Чтобы попасть к Масику, следовало отлететь на вертолете на самый юг полуострова, преодолев немалое расстояние. Виляя между вулканами вместе с вертолетом, пассажиры пытались зацепить глазом хоть что: не живое, так движущееся, но только их общая тень следовала за ними, не отставая, только сопки и заснеженная тайга преследовали их. И даже медведики, летом иной раз выбегающие махнуть лапой неизвестному чудищу, посланному им сверху для развлечения, зимой крепко спали в своих нагретых берложках. Наконец это белое молчание сменилось ребристой темной водой под названием Тихий океан, из которого начал вставать белый остров Бердючный. Он рос от минуты к минуте, поднимаясь из черного страшного океанического омута, чистый, светлый и солнечный.
С погодой фартило. Оставалось удачно приземлиться или приостровиться в этом знаменитом теперь месте, где Масиком уже был разбит скворцовский лагерь и, по сообщениям, шла полным ходом работа по подготовке к разработке месторождения и добыче порфирия. («Назвал же этот дурацкий Масик так же по-дурацки свое Дурацкое детище», — иной раз подумывал Юрий Николаевич. С именами собственными ему в последнее время вообще везло.) Работу гнали, требовался скорый результат, необходимый для оформления собственности, которая имела хоть и тоже сомнительное, но значение.

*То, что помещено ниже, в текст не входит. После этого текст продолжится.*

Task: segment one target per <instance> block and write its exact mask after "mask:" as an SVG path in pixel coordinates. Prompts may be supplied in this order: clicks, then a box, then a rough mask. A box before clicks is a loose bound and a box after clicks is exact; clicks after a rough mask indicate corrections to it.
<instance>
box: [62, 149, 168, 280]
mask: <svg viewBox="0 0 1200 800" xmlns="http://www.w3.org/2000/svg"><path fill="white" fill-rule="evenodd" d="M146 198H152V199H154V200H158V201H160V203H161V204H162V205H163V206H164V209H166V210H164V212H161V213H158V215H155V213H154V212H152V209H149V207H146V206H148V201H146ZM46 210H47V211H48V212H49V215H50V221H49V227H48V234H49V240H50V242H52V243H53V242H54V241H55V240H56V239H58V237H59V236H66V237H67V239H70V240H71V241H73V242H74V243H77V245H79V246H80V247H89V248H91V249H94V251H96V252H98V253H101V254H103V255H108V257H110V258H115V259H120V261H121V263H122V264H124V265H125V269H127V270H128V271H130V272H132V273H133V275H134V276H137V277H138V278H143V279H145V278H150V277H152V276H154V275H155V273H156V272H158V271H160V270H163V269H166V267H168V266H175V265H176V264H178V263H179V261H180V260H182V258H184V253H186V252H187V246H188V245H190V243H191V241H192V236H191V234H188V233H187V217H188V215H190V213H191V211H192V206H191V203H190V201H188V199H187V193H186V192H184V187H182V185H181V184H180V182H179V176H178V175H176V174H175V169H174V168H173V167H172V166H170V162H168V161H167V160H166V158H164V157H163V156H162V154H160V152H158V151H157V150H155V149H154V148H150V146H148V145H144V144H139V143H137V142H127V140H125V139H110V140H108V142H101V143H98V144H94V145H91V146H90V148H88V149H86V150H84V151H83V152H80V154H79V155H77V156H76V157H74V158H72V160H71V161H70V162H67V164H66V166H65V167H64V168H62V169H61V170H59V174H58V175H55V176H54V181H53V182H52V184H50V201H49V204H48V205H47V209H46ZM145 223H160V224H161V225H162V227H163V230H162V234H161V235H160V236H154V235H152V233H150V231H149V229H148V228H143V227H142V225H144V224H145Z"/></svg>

…Подлетали. Из вагончиков и домика посыпали люди, и чем ниже спускались, тем яснее было видно, что люди эти бегают с автоматами в руках. Вася озадачилась. Скворцов наблюдал за развернувшимся внизу действием и безмолвствовал. Наконец Вася увидела Масика, который бежал в сторону от лагеря с красным флажком, как тот революционер. Масик указывал место, куда лучше сесть вертолету. Тем временем вооруженные люди куда-то быстро подевались, а к вертолету уже бежали мирные геологи, вулканологи, бурильщики и еще бог знает какие масиковские работяги. Только один, самый огромный, так и остался стоять у домика с автоматом наперевес.
Целовались и обнимались, радостно подпрыгивая. Летчики, заглушив двигатель, тоже выпрыгивали из машины и следовали к импровизированному поселку.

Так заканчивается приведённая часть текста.